Last weekend, I played paintball for the second time in my life. I had great fun charging through undergrowth, hiding behind logs, and shooting my friends at close range. Paintball is a blast, but I’m amazed at how much it costs to play. We each paid $25 to use the field and an additional $25 for paint. The total cost was $50 for about five hours of playtime — roughly $10 an hour.

On the drive home, we compared the cost of paintball to the cost of laser tag. Last fall, we spent $7 per person for each twenty minute game of laser tag. That’s $21/hour — twice the cost of paintball. Some of our group felt the higher cost was worth it; others thought paintball was a much better deal.

This made me wonder: What are the hourly costs for other recreational activities? How much do we spend to have fun? Do people consider how much pastimes cost, and which would they continue to pursue if they realized how much they were spending?

I do this sort of geeky number-crunching all the time. In March, I broke down the numbers to discover how much Kris and I were spending on television. I learned that it cost us $3.16/hour for digital cable, but only $0.90/hour for Netflix. We cut back to basic cable.

Ten years ago, I paid $700 for a new bicycle, on which I’ve since logged about 3,000 miles. At roughly 15 miles per hour, that’s 200 hours of use, or $3.50/hour. That seems moderately expensive until I factor in the health benefits. But these are difficult to quantify — what do the benefits of biking save me in the long run? Calculations like this can become needlessly complex.

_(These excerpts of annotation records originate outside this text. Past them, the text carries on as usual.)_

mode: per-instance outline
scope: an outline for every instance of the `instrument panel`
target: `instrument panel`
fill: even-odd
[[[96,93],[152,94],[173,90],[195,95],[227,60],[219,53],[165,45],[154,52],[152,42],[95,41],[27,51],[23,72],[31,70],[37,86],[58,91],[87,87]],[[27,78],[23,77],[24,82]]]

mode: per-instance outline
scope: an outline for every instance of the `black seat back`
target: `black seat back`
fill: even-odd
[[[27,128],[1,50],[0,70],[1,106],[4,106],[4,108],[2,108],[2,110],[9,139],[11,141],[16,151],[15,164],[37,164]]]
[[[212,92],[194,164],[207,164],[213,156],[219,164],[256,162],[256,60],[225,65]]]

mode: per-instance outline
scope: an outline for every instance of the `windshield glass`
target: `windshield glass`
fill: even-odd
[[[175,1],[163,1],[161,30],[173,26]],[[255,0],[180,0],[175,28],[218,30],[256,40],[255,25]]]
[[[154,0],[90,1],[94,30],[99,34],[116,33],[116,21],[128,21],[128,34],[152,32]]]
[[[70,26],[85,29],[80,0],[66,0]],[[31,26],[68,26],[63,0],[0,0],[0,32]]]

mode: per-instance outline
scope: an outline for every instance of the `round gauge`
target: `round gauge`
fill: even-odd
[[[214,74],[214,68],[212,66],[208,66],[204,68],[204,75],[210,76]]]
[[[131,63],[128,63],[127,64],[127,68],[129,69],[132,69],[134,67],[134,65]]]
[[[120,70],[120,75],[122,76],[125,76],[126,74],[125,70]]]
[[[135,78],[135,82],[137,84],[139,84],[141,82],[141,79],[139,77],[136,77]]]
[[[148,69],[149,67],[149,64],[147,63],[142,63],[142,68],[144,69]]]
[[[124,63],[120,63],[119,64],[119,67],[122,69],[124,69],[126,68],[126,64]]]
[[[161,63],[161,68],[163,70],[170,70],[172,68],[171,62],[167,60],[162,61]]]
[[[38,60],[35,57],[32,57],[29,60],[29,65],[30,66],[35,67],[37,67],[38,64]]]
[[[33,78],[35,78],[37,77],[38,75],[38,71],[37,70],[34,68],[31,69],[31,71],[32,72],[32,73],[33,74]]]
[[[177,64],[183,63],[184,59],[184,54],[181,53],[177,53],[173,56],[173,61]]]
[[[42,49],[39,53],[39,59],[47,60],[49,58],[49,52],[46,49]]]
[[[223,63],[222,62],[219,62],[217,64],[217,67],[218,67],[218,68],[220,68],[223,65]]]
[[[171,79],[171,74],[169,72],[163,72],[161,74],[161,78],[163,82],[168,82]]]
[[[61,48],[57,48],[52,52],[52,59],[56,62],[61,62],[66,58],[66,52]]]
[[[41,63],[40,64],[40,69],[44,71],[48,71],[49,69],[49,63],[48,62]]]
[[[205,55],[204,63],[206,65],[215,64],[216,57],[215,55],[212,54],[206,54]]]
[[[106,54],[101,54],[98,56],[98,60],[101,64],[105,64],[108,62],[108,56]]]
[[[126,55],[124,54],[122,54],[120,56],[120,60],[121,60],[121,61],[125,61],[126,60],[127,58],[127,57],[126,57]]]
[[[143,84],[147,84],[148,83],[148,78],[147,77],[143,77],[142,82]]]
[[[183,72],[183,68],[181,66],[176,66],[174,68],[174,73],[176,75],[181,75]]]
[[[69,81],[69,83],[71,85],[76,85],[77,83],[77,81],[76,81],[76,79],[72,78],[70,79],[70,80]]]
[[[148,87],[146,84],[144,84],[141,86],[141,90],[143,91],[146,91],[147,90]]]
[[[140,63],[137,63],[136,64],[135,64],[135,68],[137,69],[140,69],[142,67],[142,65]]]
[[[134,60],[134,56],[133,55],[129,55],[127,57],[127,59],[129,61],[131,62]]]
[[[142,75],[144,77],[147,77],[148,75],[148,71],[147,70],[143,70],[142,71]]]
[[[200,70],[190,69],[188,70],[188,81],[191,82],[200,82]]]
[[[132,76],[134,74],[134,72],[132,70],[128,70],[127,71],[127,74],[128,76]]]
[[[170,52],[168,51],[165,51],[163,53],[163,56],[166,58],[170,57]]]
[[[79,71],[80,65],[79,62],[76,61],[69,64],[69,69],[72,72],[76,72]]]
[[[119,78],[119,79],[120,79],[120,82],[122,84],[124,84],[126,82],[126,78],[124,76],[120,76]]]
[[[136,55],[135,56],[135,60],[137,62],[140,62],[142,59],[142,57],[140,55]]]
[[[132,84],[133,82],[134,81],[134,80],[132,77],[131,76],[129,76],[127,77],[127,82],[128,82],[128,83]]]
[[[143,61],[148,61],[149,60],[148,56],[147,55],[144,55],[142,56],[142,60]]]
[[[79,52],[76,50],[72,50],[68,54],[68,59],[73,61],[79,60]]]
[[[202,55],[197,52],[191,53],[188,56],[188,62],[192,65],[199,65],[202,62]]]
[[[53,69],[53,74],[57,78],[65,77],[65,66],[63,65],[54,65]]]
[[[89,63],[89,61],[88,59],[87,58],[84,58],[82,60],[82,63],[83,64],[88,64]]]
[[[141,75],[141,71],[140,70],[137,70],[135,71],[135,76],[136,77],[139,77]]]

Still, it’s easy to estimate how much most activities cost. Here’s what I spend on various pastimes:

  • Laser tag: $20/hour
  • Paintball: $10/hour
  • Biking: $3.50/hour, but less every time I ride
  • Bowling: $5/hour
  • Neighborhood walk with Kris: free
  • Seattle Mariners game: $10/hour, plus food, plus 300+ mile round-trip
  • Portland Beavers game: $5/hour, plus food, plus short travel
  • My nephew’s t-ball game: free
  • Movie theater: $5/hour
  • Cable TV: $3/hour
  • Shows from iTunes: $2/hour
  • Netflix: $1/hour
  • Nintendo Wii: About $10/hour so far, but decreasing with time
  • Board games: $3/hour (on average)
  • Contract bridge: virtually free ($1 for a pack of cards)
  • The opera: $25/hour, plus dinner plus parking
  • Community theater: $2.50/hour

Neither laser tag nor the opera seem that appealing after running the numbers. Don’t get me wrong: I’m not saying that you should base your recreational choices solely on their hourly cost, but I do think you should keep money in mind. Try to discover inexpensive (or free!) sources of entertainment.

For example, reading library books is pretty cheap. A new $25 hardback might take five hours to read, for a cost of $5/hour. If you buy the book used, you might only spend $1/hour. But if you borrow the book from the library, you get to read it for free.

The most expensive recreational activity I ever participated in was a season of city league soccer. It cost me $100 for ten games, or about $5/hour. That’s not so bad. But then I tore out my ACL, which required expensive surgery. Even with insurance, I was out $2,000. Ultimately my season of soccer cost me over $100/hour!

How much do your favorite activities cost? Which are worth it? Which are not?

This article originated with a discussion in the forums.